CHUCK TODD (host): Zero Dark Thirty. We'll show a little bit here. We've got James Gandolfini, of course -- most people call him Tony Soprano -- playing you as a CIA director. I won't ask you to comment on the acting, but there's been a serious debate about the movie seems to say -- seems to indicate that enhanced interrogation techniques or torture were used to get information on bin Laden. Is that true?
PANETTA: Well, first of all, it's a movie. Let's remember that. I lived the real story with the --
PANETTA: -- operation. And the real story is that in order to put the puzzle of intelligence together that led us to bin Laden, there was a lot of intelligence. There were a lot of pieces out there that were part of that puzzle.
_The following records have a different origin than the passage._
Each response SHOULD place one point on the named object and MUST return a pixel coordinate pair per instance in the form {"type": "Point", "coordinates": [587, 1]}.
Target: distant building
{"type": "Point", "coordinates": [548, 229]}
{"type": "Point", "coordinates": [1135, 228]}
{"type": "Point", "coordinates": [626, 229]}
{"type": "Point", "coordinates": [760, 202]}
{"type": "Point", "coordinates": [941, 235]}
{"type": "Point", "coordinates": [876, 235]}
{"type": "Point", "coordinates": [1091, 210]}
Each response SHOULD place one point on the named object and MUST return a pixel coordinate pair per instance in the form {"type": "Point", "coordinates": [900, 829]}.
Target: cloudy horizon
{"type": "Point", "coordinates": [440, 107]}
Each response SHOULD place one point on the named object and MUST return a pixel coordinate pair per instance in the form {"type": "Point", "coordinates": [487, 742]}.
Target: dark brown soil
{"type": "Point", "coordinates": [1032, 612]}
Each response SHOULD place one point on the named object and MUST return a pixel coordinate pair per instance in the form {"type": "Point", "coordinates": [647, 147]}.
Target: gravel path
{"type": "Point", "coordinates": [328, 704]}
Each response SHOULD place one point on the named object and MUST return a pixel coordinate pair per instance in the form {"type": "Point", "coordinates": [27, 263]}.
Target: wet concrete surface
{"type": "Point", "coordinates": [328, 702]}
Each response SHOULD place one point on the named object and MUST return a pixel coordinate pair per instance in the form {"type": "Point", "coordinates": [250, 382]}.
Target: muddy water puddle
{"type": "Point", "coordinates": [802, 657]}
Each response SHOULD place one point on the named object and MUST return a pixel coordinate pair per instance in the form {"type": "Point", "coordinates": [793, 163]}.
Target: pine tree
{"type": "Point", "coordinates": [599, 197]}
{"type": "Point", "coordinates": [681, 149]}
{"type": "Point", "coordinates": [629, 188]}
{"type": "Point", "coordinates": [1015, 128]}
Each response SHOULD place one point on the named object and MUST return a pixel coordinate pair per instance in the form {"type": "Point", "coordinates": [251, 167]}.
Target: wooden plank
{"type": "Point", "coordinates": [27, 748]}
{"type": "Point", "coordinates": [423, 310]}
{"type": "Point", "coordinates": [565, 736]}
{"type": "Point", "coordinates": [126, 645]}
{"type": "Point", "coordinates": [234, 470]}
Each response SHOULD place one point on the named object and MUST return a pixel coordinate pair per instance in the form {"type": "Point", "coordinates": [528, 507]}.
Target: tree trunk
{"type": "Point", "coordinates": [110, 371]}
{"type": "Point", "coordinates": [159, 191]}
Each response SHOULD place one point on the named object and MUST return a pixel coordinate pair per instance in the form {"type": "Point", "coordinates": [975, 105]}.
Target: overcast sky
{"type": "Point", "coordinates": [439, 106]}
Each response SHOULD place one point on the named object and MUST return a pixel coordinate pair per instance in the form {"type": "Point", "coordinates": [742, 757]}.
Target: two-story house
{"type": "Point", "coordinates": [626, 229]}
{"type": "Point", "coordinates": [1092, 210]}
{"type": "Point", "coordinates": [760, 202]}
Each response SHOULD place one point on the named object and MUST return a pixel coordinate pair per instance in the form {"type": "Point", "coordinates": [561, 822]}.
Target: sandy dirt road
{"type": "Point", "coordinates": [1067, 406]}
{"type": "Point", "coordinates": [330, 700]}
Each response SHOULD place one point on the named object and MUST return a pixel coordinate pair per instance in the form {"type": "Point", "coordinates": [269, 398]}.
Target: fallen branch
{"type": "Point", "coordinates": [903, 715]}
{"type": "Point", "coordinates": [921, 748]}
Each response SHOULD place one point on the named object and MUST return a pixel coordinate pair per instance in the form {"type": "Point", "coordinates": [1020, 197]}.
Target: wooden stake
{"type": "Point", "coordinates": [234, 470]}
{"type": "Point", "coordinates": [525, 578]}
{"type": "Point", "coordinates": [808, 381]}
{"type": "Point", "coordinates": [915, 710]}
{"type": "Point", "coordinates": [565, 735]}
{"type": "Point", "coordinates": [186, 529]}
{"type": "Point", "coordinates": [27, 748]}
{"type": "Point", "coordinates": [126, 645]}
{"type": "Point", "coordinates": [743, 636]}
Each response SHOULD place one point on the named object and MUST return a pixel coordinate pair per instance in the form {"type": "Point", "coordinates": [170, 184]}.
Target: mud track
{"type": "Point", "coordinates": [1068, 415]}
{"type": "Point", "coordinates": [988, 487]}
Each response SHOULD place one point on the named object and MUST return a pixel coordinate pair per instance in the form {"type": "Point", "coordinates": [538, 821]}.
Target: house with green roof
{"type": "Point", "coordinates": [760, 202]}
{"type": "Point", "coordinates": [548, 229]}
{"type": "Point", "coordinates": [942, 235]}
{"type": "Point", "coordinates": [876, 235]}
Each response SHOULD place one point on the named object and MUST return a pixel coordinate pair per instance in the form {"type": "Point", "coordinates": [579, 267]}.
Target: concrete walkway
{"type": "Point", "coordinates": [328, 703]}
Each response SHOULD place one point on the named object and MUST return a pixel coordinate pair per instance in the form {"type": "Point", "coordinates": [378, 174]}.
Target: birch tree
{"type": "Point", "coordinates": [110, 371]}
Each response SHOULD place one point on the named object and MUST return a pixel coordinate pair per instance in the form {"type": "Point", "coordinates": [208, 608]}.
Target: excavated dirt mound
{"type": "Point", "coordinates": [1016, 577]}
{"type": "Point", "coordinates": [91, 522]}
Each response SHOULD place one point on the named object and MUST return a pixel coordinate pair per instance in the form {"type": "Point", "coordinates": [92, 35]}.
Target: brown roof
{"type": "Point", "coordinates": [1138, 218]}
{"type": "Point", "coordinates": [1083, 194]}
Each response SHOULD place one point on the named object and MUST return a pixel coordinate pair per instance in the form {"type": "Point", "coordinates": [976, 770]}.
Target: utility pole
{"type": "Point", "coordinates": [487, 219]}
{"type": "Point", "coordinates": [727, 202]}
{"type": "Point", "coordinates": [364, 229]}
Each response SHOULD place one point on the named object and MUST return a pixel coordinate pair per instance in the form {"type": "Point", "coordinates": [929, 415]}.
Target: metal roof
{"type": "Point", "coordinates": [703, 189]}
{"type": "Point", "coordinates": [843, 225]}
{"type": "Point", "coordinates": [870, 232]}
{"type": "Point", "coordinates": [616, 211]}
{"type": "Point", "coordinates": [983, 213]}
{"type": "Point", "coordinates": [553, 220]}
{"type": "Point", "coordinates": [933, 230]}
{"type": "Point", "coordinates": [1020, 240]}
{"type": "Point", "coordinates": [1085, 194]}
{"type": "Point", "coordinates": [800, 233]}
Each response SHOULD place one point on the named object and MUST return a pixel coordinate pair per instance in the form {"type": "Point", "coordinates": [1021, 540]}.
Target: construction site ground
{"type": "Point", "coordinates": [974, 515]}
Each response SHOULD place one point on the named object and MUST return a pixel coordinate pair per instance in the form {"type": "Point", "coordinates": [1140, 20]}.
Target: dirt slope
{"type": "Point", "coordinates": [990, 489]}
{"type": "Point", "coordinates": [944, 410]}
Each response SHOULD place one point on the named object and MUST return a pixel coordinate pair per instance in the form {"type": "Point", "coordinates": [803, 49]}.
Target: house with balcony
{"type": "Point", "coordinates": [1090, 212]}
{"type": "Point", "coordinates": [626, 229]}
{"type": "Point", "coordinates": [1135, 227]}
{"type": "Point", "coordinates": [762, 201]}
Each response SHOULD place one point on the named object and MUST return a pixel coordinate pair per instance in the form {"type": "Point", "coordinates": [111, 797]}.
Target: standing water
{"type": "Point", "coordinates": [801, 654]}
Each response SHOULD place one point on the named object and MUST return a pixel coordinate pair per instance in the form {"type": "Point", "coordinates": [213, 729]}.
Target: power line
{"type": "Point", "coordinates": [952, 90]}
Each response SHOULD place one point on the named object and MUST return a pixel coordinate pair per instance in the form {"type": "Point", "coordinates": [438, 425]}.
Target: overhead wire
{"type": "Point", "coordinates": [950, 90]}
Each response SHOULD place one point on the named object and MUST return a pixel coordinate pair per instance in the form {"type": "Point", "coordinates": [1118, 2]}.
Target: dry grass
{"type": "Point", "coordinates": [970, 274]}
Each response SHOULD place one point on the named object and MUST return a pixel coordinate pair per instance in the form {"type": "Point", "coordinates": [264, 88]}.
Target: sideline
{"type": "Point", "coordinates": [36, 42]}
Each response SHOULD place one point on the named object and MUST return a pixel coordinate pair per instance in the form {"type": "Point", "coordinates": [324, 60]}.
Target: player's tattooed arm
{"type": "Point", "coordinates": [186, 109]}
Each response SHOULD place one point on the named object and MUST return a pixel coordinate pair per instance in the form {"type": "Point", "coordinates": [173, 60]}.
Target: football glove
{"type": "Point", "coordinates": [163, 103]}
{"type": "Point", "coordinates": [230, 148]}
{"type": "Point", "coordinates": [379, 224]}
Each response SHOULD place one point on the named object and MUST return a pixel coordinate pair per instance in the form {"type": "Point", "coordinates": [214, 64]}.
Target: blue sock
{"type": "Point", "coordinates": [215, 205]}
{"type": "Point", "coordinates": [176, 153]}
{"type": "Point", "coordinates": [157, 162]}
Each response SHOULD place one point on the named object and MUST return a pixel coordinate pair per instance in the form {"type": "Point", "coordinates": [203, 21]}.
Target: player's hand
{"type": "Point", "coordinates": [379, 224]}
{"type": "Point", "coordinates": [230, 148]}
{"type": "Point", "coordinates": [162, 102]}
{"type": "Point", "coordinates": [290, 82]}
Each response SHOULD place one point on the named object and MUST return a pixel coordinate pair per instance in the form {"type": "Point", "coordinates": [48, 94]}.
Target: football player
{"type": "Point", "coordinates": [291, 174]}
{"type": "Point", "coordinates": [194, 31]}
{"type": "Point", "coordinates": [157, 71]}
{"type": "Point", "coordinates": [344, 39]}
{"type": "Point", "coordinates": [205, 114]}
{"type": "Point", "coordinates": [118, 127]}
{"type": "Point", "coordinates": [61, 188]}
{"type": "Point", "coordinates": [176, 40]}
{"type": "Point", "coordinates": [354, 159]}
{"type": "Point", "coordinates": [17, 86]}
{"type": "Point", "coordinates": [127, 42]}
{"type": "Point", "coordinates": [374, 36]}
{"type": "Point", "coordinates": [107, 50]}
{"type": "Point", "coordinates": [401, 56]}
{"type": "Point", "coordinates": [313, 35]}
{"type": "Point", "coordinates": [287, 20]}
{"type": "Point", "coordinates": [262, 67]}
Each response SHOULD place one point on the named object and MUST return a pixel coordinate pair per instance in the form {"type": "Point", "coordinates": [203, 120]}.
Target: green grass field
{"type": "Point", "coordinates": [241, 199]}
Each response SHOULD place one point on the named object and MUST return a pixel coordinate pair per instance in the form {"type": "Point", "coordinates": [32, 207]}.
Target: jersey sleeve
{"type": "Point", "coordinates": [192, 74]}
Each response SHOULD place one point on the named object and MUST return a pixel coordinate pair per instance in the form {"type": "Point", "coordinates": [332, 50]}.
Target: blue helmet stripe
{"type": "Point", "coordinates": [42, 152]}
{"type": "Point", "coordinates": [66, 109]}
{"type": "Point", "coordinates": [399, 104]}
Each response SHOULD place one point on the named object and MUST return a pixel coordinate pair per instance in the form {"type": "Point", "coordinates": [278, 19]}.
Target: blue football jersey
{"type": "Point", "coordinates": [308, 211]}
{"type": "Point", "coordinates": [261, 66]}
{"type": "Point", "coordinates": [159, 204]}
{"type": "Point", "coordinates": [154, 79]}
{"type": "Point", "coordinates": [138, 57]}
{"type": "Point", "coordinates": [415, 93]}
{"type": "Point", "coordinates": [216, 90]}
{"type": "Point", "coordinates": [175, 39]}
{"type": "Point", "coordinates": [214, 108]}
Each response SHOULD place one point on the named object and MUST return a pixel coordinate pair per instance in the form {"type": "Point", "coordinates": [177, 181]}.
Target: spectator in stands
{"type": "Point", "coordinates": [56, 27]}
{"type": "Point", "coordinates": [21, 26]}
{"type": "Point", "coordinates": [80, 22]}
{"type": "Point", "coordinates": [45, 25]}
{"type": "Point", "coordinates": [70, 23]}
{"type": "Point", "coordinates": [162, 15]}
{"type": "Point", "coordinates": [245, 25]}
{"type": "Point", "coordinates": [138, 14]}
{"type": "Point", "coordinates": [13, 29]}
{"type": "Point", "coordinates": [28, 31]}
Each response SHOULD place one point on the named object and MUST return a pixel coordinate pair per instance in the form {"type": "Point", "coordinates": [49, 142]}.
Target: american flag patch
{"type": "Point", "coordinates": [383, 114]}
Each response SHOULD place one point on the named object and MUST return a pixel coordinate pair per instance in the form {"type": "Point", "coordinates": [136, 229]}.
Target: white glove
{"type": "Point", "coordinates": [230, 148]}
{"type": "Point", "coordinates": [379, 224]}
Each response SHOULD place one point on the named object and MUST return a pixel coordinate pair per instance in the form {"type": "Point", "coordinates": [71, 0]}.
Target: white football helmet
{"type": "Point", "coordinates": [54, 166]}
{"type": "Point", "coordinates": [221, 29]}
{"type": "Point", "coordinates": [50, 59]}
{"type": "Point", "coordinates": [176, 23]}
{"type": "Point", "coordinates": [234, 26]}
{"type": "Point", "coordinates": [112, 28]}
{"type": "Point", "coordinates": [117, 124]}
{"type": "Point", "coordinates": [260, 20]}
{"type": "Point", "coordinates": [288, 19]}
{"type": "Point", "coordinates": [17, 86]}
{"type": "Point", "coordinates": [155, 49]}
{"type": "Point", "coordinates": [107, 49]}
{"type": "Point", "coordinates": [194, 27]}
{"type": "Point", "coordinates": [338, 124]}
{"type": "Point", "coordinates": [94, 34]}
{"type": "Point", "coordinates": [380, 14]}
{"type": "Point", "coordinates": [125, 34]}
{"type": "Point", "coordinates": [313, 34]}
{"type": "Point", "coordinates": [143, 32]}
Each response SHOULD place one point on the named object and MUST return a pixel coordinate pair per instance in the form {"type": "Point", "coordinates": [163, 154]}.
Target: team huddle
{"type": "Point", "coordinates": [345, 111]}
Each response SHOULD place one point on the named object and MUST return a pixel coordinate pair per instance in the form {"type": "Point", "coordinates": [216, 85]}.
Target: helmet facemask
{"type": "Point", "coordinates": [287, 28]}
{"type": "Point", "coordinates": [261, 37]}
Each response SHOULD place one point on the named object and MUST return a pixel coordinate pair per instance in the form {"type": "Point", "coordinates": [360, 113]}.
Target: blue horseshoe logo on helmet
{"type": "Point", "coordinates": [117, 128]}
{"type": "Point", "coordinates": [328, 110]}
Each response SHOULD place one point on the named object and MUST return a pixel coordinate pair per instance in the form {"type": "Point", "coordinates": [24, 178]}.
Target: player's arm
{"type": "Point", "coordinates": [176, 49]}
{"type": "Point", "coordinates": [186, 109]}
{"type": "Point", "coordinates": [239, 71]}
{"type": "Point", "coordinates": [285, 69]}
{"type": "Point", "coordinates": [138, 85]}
Yes, some of it came from some of the tactics that were used at that time, interrogation tactics that were used. But the fact is, we put together most of that intelligence without having to resort to that.
TODD: And you think you could have gotten it without any --
PANETTA: I think we could have gotten bin Laden without that.
And Panetta's statement did not contradict statements made by the Obama administration. On May 4, 2011, CNN reported that White House press secretary Jay Carney also noted that intelligence leading to the death of bin Laden was gathered from numerous sources:
"I can say with certainty that no single piece of information, with the exception of the address of the compound, was ... singularly vital to this, because we're talking about tiny bits of information that were compiled by unbelievably competent professionals over nine and a half years," Carney said. "And it's impossible to know if one piece of information came from one source and was corroborated in another way; if, you know which thread held the cloth together, with the exception of the location of the compound."
Carney acknowledged that some information came from terrorism detainees, which he called one of many ways that information was gathered.
"Now, I can't categorically rule out that one piece of information" played a key role, "because we don't know," Carney said.
According to Talking Points Memo, Attorney General Eric Holder similarly stated:
"There was a mosaic of sources that lead to the identification of the people" who lead to bin Laden, Holder told members of the House Judiciary Committee on Tuesday. Pressed by Rep. Dan Lungren (R-CA) on whether any information used to find bin Laden came out during enhanced interrogation, Holder said he didn't know.